Contestataire mais pas revanchard, M. Mathieu se définit comme quelqu’un qui était permissif, et qui ne se préoccupait pas de la censure. Permissif, qui prend également le sens de permettre l’émergence. « Je faisais des auditions de chansonniers la fin de semaine et il y en a qui n’étaient vraiment pas bons. Mais ils étaient tellement sympathiques que je leur disais oui. Et puis, une fois sur scène, ils n’étaient plus les mêmes personnes, ils se dévoilaient et devenaient bons devant le public. Ce n’est pas facile d’auditionner devant un propriétaire de salle, vous savez. Et les artistes de ce temps-là se créaient une renommée à force de travail », poursuit M. Mathieu.
Les refus de la modernité
Les années 1960 ont été marquées par la modernisation de l’État québécois et l’envie de réfuter les référents culturels qui avaient composé l’identité des communautés rurales, devenues obstacles à une évolution qui se voulait surtout urbaine. Or, pour M. Mathieu, ces éléments, souvent liés au travailleur qui exploite les ressources naturelles, représentaient une richesse. C’est ainsi que le décor de La Butte à Mathieu s’est naturellement paré de filets de pêcheurs, de nappes à carreaux et de chaises aux sièges tressés. Autant de points d’ancrage qui ont façonné le lien d’appartenance d’un public qui a été présent jusqu’au dernier spectacle, donné par le poète Gaston Miron.
Un legs bien vivant
Le fils du fondateur, auteur-compositeur-interprète, a fait de la chanson son métier. « Je n’ai pas connu La Butte mais j’ai connu le réseau d’artisans avec lequel mon père était resté en contact, et ces gens m’ont montré que l’on peut vivre de l’art. Le legs de cette époque est pour moi une espèce d’idéal. Penser à nos racines me donne le goût d’aller de l’avant car ces artistes avaient une volonté de faire rayonner notre identité, et La Butte était un lieu de ralliement.
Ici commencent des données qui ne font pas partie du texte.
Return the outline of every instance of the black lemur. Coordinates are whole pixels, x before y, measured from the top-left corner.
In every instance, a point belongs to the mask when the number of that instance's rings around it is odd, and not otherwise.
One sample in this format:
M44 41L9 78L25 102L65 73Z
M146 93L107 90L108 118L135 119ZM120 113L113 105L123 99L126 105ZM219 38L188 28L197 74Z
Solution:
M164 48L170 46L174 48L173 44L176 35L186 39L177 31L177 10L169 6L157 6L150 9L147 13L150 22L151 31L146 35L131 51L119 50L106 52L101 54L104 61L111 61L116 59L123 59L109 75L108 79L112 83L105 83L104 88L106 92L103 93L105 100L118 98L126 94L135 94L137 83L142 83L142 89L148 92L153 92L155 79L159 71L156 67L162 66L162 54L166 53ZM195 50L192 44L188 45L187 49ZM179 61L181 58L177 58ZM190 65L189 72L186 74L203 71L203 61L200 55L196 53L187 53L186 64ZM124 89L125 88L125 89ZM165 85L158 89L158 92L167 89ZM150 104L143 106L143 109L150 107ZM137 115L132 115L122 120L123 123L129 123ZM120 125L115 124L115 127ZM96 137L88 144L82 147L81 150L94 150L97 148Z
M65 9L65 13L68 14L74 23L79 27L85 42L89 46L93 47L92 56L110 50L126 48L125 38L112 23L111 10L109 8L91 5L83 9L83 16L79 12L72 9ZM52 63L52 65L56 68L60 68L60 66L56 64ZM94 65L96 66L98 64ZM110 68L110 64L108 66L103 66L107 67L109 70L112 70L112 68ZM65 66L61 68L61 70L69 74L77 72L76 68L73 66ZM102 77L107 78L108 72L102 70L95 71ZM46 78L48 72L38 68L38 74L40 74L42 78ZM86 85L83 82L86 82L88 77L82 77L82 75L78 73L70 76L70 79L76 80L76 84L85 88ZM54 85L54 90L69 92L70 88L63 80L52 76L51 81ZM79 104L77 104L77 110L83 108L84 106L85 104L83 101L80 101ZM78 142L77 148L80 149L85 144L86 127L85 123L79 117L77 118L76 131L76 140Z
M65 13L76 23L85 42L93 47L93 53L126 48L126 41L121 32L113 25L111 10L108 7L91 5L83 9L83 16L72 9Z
Bien que l’étiquette indépendantiste de l’endroit ne l’ait pas toujours servie – mon père a travaillé pendant de nombreuses années sans subvention – les artistes y portaient des idées. Moi, il m’en est resté l’idée que ce n’est pas qui tu es mais ce que tu as à offrir qui compte », raconte celui qui a réalisé huit albums de composition en carrière et un spectacle interactif pour enfants.
La Butte à Mathieu fut une aventure qui a ironiquement pris fin l’année de l’élection de l’ancien premier ministre René Lévesque, et qui aura laissé des traces importantes dans le paysage culturel québécois. Cette exposition nous invite à y réfléchir.
L’exposition, qui a ouvert ses portes le 30 juin, se déroule jusqu’ au 5 septembre 2021, du mercredi au dimanche de 11h à 17h, à l’église de Val-David. L’entrée est libre.